Fenrir had appeared just after they’d ridden out of the fort, and Wul
f had swallowed Essa’s lying explanation without question. Nothing seemed to ruffle him – he was content to ride about the forest, getting nowhere, but it was starting to drive Essa mad. The longer he was away, the worse it would be with Egric when he got back.
“Don’t talk foolish,” he said. “Fenrir won’t slow us down – she’s a deerhound. She’s fast enough. And if we went any quicker, we’d tire the horses.”
Wulf snorted derisively. Essa ignored him. Had the sun really been at their backs each morning? In truth, the canopy of trees was so thick Essa could not swear to it. They might have ridden too far to the north or south. There was no way of knowing. If only he had Myfanwy here, or could get inside the right bird, one that would fly high enough to break out of the trees and allow him to see where they were. But that could take days. Days and days, and Wulf would start to wonder what was wrong with him.

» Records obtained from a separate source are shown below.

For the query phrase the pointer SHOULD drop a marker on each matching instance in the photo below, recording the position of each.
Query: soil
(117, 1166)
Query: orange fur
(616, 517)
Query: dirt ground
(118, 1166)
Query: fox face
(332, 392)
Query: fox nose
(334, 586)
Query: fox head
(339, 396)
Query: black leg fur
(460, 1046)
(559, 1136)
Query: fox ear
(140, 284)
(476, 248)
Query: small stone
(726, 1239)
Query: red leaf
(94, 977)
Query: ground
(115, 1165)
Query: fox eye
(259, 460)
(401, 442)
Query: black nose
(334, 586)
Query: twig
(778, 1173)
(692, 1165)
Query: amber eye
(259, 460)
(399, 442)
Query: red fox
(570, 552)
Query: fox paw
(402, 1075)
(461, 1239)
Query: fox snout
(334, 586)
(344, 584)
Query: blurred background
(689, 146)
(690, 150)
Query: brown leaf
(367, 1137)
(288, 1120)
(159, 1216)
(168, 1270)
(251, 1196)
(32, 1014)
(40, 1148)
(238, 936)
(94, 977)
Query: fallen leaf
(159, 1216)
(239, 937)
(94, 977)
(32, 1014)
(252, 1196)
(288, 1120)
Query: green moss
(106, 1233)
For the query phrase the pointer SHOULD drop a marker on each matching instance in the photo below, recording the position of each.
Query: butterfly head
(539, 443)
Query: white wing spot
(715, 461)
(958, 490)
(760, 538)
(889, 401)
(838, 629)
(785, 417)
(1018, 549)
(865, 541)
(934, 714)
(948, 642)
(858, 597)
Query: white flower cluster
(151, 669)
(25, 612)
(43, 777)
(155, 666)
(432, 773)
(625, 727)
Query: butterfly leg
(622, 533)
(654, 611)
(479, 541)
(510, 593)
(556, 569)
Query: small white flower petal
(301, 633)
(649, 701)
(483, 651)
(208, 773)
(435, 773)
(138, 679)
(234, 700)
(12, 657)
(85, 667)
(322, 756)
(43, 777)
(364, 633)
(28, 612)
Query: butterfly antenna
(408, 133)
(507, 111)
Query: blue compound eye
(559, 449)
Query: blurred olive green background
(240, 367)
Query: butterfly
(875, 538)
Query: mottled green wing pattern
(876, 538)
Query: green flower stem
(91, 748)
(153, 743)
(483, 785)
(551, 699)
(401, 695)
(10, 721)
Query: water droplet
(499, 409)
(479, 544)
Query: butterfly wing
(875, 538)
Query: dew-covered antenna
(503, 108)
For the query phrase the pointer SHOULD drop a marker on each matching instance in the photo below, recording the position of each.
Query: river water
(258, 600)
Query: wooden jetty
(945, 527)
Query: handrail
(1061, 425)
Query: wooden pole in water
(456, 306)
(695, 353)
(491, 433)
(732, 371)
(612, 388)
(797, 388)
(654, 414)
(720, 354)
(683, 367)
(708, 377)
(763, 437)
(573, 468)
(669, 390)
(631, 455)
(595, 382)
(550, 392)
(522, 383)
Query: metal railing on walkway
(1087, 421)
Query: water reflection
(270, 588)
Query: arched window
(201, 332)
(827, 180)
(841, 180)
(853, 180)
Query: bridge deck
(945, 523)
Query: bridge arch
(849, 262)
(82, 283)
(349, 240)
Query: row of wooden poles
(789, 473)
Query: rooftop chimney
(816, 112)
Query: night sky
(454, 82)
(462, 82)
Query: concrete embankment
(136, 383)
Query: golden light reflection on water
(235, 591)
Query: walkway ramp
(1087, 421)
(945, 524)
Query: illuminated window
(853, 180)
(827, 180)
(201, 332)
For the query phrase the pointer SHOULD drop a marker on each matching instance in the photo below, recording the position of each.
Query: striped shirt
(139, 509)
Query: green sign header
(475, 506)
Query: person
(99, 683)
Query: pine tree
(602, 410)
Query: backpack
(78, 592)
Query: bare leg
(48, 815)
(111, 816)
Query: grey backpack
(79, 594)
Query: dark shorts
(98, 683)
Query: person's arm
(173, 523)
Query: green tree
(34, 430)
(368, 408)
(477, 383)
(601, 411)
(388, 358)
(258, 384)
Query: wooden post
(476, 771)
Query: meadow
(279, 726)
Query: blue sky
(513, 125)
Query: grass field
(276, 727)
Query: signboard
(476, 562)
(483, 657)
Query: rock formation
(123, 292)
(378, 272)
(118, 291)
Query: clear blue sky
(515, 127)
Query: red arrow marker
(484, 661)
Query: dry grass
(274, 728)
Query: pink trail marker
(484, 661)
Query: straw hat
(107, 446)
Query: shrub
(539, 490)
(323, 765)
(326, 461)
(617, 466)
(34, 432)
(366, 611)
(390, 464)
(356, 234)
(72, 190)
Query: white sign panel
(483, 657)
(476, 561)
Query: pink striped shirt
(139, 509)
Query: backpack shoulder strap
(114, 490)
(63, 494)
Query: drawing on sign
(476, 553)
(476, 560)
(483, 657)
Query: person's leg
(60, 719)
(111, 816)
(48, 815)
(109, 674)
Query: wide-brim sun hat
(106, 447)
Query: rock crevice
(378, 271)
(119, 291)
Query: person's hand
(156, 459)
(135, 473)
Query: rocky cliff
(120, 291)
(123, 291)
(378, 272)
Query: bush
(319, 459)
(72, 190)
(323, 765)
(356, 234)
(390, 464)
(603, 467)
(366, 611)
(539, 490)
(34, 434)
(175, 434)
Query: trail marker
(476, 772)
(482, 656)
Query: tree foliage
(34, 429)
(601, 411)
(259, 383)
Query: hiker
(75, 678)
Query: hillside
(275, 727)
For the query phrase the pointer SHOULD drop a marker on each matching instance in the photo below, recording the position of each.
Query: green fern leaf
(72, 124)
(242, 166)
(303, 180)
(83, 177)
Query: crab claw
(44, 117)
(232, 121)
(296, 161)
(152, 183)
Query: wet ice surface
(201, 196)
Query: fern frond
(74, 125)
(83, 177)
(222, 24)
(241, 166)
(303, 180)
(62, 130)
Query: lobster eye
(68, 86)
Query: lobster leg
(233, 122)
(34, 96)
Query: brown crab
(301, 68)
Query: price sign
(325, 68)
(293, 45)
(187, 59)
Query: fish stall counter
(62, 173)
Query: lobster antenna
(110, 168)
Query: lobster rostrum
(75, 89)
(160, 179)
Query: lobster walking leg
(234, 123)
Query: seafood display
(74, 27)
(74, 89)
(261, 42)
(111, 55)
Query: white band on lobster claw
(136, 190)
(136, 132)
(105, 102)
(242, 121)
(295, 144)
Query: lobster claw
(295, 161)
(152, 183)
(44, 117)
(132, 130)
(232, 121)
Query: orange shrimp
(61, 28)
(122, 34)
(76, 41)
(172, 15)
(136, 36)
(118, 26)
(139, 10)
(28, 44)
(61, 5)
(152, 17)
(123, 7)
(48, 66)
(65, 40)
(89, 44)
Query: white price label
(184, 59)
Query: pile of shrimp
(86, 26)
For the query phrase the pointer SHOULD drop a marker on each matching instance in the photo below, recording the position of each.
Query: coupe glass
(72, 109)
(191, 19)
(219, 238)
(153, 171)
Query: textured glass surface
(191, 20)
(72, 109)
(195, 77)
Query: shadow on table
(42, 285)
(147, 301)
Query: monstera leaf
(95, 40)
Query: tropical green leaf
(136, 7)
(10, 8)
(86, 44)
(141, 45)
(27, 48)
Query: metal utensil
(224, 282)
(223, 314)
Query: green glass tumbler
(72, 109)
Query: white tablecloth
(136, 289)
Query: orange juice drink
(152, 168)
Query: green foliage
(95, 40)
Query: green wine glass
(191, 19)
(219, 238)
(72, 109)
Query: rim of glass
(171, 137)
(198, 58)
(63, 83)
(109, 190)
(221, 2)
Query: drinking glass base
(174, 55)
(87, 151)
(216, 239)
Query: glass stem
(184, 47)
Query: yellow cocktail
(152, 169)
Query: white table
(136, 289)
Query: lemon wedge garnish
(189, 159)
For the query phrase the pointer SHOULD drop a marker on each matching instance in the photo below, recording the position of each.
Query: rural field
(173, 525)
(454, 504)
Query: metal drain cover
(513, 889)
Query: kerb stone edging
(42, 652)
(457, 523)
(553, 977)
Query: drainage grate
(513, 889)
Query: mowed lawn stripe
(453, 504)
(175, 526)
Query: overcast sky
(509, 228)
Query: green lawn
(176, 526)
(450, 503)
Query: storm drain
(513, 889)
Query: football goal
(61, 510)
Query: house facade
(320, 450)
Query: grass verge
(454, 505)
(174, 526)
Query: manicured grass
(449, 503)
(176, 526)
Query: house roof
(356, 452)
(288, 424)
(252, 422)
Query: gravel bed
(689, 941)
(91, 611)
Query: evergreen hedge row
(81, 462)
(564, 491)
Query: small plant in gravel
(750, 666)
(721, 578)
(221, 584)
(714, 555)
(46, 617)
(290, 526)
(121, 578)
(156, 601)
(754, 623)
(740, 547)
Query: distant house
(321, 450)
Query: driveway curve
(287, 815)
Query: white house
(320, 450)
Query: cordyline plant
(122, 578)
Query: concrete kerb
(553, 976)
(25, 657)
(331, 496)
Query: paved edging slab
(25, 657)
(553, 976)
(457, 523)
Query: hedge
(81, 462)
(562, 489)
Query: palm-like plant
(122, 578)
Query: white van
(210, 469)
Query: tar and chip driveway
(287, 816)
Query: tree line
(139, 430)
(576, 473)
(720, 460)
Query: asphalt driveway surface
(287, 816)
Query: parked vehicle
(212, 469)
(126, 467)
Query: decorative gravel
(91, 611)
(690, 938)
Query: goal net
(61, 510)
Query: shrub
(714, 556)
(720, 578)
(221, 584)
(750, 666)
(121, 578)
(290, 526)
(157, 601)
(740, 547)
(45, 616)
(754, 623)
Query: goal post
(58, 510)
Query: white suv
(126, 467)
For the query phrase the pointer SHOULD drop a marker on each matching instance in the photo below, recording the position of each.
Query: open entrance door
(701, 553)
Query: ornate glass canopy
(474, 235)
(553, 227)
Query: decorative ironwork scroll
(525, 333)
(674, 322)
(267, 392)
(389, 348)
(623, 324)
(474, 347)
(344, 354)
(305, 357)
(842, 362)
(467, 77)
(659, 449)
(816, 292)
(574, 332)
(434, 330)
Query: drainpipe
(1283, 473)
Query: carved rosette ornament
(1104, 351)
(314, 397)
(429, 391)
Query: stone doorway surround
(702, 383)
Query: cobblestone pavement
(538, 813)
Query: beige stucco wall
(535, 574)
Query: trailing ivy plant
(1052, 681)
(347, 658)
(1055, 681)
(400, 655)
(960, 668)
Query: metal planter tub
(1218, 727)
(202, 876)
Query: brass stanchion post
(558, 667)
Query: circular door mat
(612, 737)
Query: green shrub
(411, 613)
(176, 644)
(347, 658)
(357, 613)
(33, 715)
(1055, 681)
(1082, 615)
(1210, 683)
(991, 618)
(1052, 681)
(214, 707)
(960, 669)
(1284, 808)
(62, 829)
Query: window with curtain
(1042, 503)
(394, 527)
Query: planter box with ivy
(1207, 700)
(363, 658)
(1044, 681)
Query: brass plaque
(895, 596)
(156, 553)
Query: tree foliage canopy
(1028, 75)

What was the point in being different from everyone else, of having this strange gift, if he could not use it? He wished now he had told Cai the truth back in Penda’s camp. Onela had been right about Cai; he had some kind of elf-gift too, Essa was sure. The way he had of drawing out your most secret thoughts was no ordinary skill, and there was a strange light in his black eyes. Maybe Cai would have known how Essa could learn to command the will of wild creatures. Perhaps the skill had come from his mother’s family, but it was no good wishing she were here to teach him the way of it.
So we’re stuck. We’ll just have to keep going.
Penda’s men and Cai had told them the great forest would start to thin by late morning on the tenth day. Then they would be out of Mercia, with the wide plains of the Magonsaete, the border people, between them and the western kingdoms of the British. They should have been able to see purple mountains on the horizon when they came to the wood shore: the gates to Powys. Essa had tried all the tricks he knew; cutting markers into tree trunks with his knife to make sure they were not going around in circles (they were not), keeping the north star on their right-hand side (useless: the night sky was full of cloud, and always hidden by the trees). Nothing worked.